Delapan saksi Anggota DPRD Kota Mojokerto yang dihadirkan JPU KPK saat mengikuti jalannya persidangan kasus OTT dugaan suap proyek pembangunan kampus PENS, Selasa (07/11/2017).

Kota SURABAYA - (harianbuana.com).
Sidang ke-17 (tujuh belas) kasus Operasi Tangkap Tangan (OTT) dugaan 'suap' pengalihan dana-hibah (Dana Alokasi Khusus/ DAK) anggaran proyek pembangunan kampus Politeknik Elektronika Negeri Surabaya (PENS) pada Dinas Pekerjaan Umum dan Penataan Ruang (PUPR) Pemerintah Kota (Pemkot) Mojokerto Tahun Anggaran 2017 senilai Rp. 13 miliar yang digelar di Pengadilan Tipikor (Tindak Pidana Korupsi) jalan Juanda - Surabaya pada Selasa 7 Nopember 2017 ini, Jaksa Penuntut Umum (JPU) Komisi Pemberantasan Korupsi (KPK) menghadirkan 3 (tiga) terdakwa mantan Pimpinan DPRD Kota Mojokerto serta 8 (delapan) saksi anggota DPRD Kota Mojokerto lainnya.

Ketiga terdakwa mantan Pimpinan DPRD Kota Mojokerto tersebut yakni mantan Ketua DPRD Kota Mojokerto Purnomo (PDI-P), mantan Wakil Ketua DPRD Kota Mojokerto Abdullah Fanani (PKB) dan Wakil Ketua DPRD Kota Mojokerto non-aktif Umar Faruq (PAN). Sedangkan kedelapan saksi Anggota DPRD Kota Mojokerto lain yang dihadirkan  dalam persidangan kali ini yakni yakni Febriana Meldyawati (PDI-P), Suliyat (PDI-P), Yunus Suprayitno (PDI-P), Gusti Patmawati (PDI-P), Sonny Basoeki Rahardjo (Partai Golkar), Aris Satriyo Budi (PAN), Suyono (PAN) dan Gunawan (PAN).
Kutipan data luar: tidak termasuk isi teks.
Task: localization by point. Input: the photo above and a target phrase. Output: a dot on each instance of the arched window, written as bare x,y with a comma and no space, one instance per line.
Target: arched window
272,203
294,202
Ketika Ketua Majelis Hakim HR. Unggul Warso Mukti meminta semua saksi menanggapi pernyataan ketiga terdakwa tersebut, sempat terjadi silat-lidah bahkan menjurus ke persitegangan antara kedelapan saksi dari kalangan Anggota Dewan tersebut dengan ketiga terdakwa mantan Pimpinan Dewan dan PH ketiga terdakwa. Hal ini terjadi, manakala kedelapan saksi Anggota DPRD Kota Mojokerto yang dihadirkan sebagai saksi serasa kompak mengaku, bahwa mereka baru mengetahui jika uang Rp. 5 juta yang mereka terima dari Pimpinan Dewan itu berasal dari Wiwiet Febryanto selaku Kepala Dinas (Kadis) PUPR Pemkot Mojokerto setelah terjadinya OTT KPK pada pertengahan Juni 2017 silam.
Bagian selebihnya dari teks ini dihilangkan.